Illinois taxpayers will have to fork over a lot more money now that Gov. Pat Quinn has signed a major tax increase, but Democratic leaders want them to take comfort in knowing that new spending limits will ensure their dollars are handled carefully.

Not so fast, say Republicans. They see potential loopholes that Democrats could exploit to avoid any real fiscal discipline.

The most vocal advocate for the spending limits, Senate President John Cullerton, seems almost hurt that anyone would suggest deception.

“Please believe these spending caps are real,” the Chicago Democrat said during debate in the chamber over the legislation. “It’s the first time it’s ever been done here, and it’s literally turning over power to the minority.”

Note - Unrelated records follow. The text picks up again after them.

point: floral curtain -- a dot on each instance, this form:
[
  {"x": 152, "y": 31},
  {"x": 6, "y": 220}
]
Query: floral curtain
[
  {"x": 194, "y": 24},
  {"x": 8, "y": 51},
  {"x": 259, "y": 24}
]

Calling the holes in the spending caps “potential loopholes” is like calling mesothelioma a slight cough (or that Michael Jackson got a little creepy towards the end).  Facts:

  • Only the general fund is subject to the caps.  Any “special fund” is completely exempt.  And the law coincidentally creates two new “special funds” including one for “human services” (i.e. absolutely anything the state government could ever imagine spending money on).
  • The cap for 2012 is a 10% spending increase over 2011’s non-capped spending.  And it increases 2% per year after that.  Think about that.
  • The Governor can at any time declare a fiscal emergency (just in case they don’t feel like moving funds to the human services fund, I guess) where the caps cease to apply.  This is the smallest loophole, at least at the moment, because 1 of the 2 constitutional offices held by a Republican over the last decade is comptroller, who has a veto over the Governor’s declaration.

Did I mention that there’s a mandatory funding level for the new “special funds”?  After everything the tax hike is expected to raise about $7 billion (which some have apparently forgotten is a smaller number than $15 billion, which is the size of the current deficit).  And they specifically cut municipalities out of the new funds, so it doesn’t change one damn thing about the impending municipal collapses.  Apparently Madigan and Cullerton don’t think that’s going to effect the state government at all (good luck with all that).